In the international financing of global health, the cost of medicine itself - the drugs used to treat or cure diseases - can be overwhelming, particularly for a country with higher rates of infection. Epidemics of drug-resistant tuberculosis or HIV are not simple to treat; patients must follow strict drug regimes, and the treatments themselves are much more expensive than comporable treatments for other widespread diseases, such as cholera. Even setting aside access to medical attention, a national health service’s access to drugs may be a significant limiting factor in its ability to treat a national epidemic.
Governments’ efforts to cut costs and provide low-cost treatment to citizens have led many lesser-developed countries to rely on generic versions of the brand-name drugs developed by large western pharmaceutical companies. These generic drugs are typically cheaper and easier to access and distribute than the brand-name versions produced in the west. Their use also tends to violate international patent and copyright law - all drugs developed by western pharmaceutical companies are patented, and reverse-engineering and marketing a drug as one’s own flies in the face of the host of treaties and conventions that generally form “international intellectual property law” (for more information on how exactly the IP regime functions, see the US Patent and Copyright office).
One of the most important mechanisms for enforcing intellectual property law on the international stage is the World Trade Organization, which instituted a set of agreements known as Trade-Related Aspects of Intellectual Property (TRIPS) at the Urugay round of negotiations in 1995. Membership in the WTO is contingent upon compliance with the TRIPS accords (among many others), and thus participating in the WTO (and reaping the benefits thereof) requires countries to respect patent law - which originally precluded the use of generic drugs in combatting disease. This quickly provoked controversy within the WTO, as lesser-developed countries criticized TRIPS as both sabotaging their own efforts to combat infections disease and further increasing resource outflows from the developing world into the developed world. Pharmaceutical companies, on the other side of the debate, have argued that without intellectual propery law, the incentive to produce new drugs - a very costly process - is entirely lost, as companies are unable to recoup the significant expenses incurred during the research and development process.

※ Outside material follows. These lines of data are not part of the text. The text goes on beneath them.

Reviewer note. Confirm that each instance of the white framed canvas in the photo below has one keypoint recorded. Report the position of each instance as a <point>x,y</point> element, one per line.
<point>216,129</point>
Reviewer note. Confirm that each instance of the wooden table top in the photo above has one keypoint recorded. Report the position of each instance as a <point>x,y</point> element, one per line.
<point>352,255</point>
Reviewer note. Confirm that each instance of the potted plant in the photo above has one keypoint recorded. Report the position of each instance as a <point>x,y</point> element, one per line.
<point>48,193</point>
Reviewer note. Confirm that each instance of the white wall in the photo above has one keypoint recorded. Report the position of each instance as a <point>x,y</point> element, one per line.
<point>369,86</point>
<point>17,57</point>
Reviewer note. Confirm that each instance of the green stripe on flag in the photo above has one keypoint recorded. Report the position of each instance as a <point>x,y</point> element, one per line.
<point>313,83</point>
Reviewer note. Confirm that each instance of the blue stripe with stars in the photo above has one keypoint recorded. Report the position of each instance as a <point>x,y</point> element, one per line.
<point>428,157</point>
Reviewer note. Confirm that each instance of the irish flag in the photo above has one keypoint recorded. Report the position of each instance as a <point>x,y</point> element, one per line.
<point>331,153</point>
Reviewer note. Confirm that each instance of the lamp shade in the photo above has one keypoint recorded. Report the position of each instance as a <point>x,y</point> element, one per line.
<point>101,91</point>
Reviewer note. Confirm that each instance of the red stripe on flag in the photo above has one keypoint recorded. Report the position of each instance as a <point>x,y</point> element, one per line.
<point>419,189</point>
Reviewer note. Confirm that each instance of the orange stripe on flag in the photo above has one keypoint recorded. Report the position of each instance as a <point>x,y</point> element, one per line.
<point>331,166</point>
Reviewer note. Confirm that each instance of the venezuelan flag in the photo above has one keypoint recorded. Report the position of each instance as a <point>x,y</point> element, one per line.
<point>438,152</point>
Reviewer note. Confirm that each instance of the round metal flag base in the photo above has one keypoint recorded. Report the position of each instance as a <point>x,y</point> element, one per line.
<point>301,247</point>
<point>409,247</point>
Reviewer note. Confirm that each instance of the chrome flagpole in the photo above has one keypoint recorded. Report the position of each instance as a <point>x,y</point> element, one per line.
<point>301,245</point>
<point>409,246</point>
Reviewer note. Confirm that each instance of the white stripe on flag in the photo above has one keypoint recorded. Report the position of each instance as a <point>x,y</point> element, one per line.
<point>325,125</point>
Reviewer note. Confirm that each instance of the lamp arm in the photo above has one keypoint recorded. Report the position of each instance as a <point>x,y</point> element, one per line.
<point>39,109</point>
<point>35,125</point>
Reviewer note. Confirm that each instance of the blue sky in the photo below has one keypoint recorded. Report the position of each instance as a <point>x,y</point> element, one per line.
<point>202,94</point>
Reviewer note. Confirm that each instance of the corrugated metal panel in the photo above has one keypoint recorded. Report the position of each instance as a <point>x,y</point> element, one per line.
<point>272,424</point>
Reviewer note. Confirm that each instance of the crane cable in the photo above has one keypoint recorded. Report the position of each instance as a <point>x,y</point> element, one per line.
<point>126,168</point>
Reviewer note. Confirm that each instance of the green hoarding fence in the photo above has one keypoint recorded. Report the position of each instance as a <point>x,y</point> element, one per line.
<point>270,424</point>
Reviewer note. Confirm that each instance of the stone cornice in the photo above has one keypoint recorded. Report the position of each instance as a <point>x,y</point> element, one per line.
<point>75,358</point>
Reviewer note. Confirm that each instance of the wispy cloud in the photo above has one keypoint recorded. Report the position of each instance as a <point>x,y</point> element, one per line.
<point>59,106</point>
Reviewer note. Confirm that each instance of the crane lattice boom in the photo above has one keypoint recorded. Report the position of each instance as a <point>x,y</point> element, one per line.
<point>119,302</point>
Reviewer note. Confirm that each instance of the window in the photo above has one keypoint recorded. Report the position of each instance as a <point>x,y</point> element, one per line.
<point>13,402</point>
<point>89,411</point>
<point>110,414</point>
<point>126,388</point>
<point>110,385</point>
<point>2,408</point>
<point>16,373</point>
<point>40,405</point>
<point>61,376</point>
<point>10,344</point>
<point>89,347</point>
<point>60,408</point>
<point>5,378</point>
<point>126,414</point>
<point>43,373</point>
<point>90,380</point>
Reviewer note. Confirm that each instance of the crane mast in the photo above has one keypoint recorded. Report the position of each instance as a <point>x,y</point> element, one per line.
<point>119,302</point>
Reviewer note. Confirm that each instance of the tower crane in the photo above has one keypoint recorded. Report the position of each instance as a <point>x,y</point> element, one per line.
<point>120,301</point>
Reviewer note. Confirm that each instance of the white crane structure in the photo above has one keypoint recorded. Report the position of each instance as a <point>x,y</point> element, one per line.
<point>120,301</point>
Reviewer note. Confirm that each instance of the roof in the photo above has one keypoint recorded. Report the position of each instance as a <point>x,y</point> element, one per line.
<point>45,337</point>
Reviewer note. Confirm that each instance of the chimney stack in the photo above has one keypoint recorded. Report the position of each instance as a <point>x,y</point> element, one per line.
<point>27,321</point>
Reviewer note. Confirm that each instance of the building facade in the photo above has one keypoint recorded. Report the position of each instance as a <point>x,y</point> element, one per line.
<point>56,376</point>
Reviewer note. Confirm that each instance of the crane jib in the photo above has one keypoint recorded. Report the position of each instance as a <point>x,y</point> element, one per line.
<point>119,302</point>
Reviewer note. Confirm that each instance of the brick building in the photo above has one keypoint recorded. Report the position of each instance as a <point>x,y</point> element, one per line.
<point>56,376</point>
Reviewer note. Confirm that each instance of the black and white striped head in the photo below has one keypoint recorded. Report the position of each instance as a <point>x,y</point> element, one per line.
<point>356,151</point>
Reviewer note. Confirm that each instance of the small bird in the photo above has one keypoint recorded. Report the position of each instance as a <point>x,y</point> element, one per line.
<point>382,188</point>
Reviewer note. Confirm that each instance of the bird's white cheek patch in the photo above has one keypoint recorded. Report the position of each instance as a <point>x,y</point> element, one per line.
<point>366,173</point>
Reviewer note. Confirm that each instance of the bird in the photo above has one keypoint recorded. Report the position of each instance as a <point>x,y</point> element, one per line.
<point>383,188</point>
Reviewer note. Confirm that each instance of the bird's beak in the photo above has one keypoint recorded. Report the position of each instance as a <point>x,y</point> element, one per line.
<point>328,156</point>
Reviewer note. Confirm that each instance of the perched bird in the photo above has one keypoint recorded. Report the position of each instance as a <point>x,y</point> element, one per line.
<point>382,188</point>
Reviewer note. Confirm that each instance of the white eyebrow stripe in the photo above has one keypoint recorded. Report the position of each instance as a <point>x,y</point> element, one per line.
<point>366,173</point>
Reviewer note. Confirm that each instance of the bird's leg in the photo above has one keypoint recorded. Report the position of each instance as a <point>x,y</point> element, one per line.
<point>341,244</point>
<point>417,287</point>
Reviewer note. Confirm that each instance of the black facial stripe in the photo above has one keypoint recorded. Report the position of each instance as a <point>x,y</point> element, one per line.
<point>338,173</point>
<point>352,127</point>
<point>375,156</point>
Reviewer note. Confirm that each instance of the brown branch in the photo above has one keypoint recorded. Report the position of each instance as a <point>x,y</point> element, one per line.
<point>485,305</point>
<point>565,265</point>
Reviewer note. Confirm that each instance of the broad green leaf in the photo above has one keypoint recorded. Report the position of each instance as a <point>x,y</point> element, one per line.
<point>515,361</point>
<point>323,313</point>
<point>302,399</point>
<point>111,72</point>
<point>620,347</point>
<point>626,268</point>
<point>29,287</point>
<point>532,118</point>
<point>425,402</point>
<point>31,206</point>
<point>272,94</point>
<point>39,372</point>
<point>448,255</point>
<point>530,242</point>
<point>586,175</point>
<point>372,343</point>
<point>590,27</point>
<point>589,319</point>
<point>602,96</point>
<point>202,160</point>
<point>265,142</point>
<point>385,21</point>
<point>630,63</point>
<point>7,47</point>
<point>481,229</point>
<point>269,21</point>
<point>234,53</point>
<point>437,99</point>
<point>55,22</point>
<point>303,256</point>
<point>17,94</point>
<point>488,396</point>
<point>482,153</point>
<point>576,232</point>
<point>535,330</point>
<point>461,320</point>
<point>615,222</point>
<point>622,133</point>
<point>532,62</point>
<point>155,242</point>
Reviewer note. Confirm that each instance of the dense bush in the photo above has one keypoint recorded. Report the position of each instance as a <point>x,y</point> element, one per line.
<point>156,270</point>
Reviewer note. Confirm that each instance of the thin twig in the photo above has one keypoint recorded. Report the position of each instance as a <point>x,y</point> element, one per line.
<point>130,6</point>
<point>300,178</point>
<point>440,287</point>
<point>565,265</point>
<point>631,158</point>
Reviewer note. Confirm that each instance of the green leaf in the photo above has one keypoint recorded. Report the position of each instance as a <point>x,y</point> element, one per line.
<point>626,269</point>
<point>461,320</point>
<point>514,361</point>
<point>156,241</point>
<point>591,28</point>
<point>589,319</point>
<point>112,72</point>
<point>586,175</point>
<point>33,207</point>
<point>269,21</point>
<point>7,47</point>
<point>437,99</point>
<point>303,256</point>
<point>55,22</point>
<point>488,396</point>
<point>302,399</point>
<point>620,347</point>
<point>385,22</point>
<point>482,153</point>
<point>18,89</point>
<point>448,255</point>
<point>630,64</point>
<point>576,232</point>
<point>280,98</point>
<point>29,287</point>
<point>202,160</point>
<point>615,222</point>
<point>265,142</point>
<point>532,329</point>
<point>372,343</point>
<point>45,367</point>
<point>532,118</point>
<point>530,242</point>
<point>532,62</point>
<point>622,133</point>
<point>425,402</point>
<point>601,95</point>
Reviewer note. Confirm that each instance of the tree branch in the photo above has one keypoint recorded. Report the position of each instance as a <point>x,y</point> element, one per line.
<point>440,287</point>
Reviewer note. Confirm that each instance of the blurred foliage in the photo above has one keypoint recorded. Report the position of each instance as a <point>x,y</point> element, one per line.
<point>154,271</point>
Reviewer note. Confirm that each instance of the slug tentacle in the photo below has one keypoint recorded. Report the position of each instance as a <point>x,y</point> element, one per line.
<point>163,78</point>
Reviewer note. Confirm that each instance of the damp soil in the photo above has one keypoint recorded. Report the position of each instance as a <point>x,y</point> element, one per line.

As of now the TRIPS accord, and the strict legality of using generic drugs versus paying top-dollar for brand-name versions, remains in limbo. Debate continues in the WTO (see this Congressional report for a good summary of arguments), pharmaceutical companies continue to lobby in western capitals and the developing world continues to struggle to address infectious disease. This post only scratches the surface of the relative motivations driving different actors, but finance once again underlays the entire process.
Nice blog post! The point you addressed about pharmaceutical companies being opposed to removing intellectual property laws is an interesting one. I am curious whether you think there are other ways to create incentives for big pharma to invest in and allocate drugs to the developing countries. Do you think intellectual property laws are the only way to ensure that pharmaceutical companies will be paid back for their tremendous investments? Or are there other means to address the problem of big pharma focusing their efforts solely for the benefit of developed, wealthy nations? I look forward to reading more!
Thanks for the post. This was an issue I was completely unaware of before. Finding a solution to the problem of intellectual property laws and ensuring cheap and efficient access to drugs in developing parts of the world will be difficult. My thinking is maybe these generic drug companies could pay a certain amount of money to the Western drug companies that invested lots of research and development into the drug. It is unfair that these Western drug companies are having their drugs copied and they’re not receiving any monetary reward for their hard work. Same time, important to get the drugs cheaply to those who need them most (and makes sense to have these pharmaceutical companies right there in the country that needs them). Really interesting topic here. Love to hear more.